Neighborhood History








A Brief History of De Soto

Founded in 1857, the City of De Soto will celebrate it’s sesquicentennial anniversary in 2007. Named for the Spanish explorer Hernando de Soto, several families of settlers first established the town around a steam saw mill on the Kansas River. Originally, Shawnee was the town’s main street, along which various business ventures, including a grocery store, blacksmith’s shop, boarding house and ferry service took root.

Abbott’s Hall, built by it’s namesake in 1865, was host to the small town’s dances and other social activities until the turn of the century. The stone building, still situated at the Southwest corner of Peoria and 83rd Streets, is now home to a local museum. De Soto became a third class city and established a mail route in 1902.

The lives of De Soto’s founding families continued on much the same as those of other small, riverside communities of that time, with modest increases in population, throughout the first three decades of the 20th century. In spring of 1942, plans to hurriedly construct a munitions plant on a 9,080 acre site to the Southwest of De Soto were announced. The 100 million dollar project soon brought a fantastic number of workers to the area.

A May 1943 article from the Kansas City Star reported a town rapidly growing, with a population increase from 400 to 1,000 persons in under a year. This sudden overflow in population put a great strain on housing and other resources in the city. Many original residents prospered during this time, buying property and starting new businesses.

Production flowed steadily at the Sunflower Army Ammunition Plant until the plant went on standby in March 1948, with small scale production following shortly after. Many of the plant’s previous employees stayed on in De Soto, commuting to work in nearby cities, helping to establish it as a “town of homes”.

Dot Ashlock-Longstreth, author of the book “De Soto, Kansas is 100 Years Old 1857-1957”, penned these words almost fifty years ago: “Hundreds of fine people have been added to our community, and with Kansas City and Lawrence edging closer and closer, someday, in the not too distant future, we’ll be caught in between, one the of little communities, in a connecting link between the two towns.”


History, compliments of De Soto City Clerk's Office
  • 'A LITTLE TOWN'


    If you have lived in a little town, you know whereof I speak;
    The houses from each other on a shady, graveled street.
    The friendly yards are not confined by picket fence or hedge,
    The dogs and children overlap and so do flower beds.
    The little town where you can greet your neighbor every day,
    And talk about the news of war and politics and trade;
    Opinions of the weather and the latest joke you’ve heard.
    A little town where people call you by your given name
    And know your daily habits and the make of car you drive.
    Where your absence on vacation is an item for the press;
    Where births and deaths and weddings are important, and good luck
    As well as grave misfortunes, is the deep concern of all.
    If you have lived in a little town, you know whereof I write-
    A little town, where lamplight glows across the tranquil night.
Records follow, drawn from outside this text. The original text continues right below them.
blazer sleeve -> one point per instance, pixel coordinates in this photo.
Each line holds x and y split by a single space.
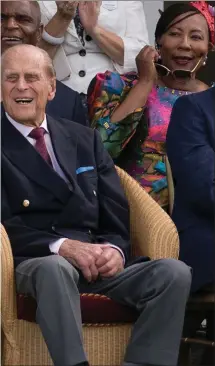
113 205
191 155
25 241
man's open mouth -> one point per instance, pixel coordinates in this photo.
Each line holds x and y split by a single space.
23 100
12 39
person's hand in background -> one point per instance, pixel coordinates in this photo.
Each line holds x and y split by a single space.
145 64
67 9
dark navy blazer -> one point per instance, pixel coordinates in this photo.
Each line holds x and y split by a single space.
191 152
90 208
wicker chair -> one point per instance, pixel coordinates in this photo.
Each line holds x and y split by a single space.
153 234
200 303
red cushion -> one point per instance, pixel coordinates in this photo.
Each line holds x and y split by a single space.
94 309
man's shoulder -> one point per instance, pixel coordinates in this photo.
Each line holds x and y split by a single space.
71 127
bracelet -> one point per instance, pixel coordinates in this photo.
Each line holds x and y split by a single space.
54 41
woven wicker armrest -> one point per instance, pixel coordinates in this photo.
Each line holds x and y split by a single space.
153 233
8 289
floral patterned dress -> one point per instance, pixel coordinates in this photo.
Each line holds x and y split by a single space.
147 165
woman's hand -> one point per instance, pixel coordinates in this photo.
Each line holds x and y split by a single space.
145 64
66 9
89 12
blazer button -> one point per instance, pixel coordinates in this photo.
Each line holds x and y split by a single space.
88 38
82 73
26 203
82 52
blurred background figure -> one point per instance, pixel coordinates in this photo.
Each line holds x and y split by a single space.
132 111
88 37
21 24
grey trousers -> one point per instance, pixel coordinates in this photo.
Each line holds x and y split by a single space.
157 289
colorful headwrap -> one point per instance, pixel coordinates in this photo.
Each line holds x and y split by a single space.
208 12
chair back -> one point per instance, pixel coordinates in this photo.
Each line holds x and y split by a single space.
170 185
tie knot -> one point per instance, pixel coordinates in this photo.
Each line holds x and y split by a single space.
37 133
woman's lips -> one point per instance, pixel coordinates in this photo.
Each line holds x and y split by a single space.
182 61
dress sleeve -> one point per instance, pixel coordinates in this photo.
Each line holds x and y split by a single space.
105 93
136 36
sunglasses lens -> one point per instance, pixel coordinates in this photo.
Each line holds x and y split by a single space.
162 71
182 74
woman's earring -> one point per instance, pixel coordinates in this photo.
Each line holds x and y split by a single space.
205 60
    (Billy Cooper in the New York Times - 1957)

    Taken from Dot Ashlock-Longstreth’s book,
    “De Soto, Kansas is 100 Years Old
    1857-1957”

  • THE BRIDGE BUILDER


    An old man, going a lonely way,
    Came at the evening, cold and gray
    To a chasm, vast and deep and wide.
    The old man crossed, in the twilight dim;
    The sullen stream had no fear for him.
    But he turned, when safe on the other side,
    And built a bridge to span the tide.
    “Old man,” said a fellow-pilgrim near
    “You are wasting your strength with building here;
    Your journey will end with the ending day,
    You never again will pass this way.
    You’ve crossed the chasm deep and wide,
    Why build a bridge to span the tide?”
    The builder lifted his old gray head.
    “Good friend, in the path I have come,” he said,
    “There followeth after me today
    A youth, whose feet must pass this way.
    This chasm that has been naught to me,
    To that fair-haired youth may a pitfall be.
    He, too, must cross in the twilight dim;
    Good friend, I am building this bridge for him.”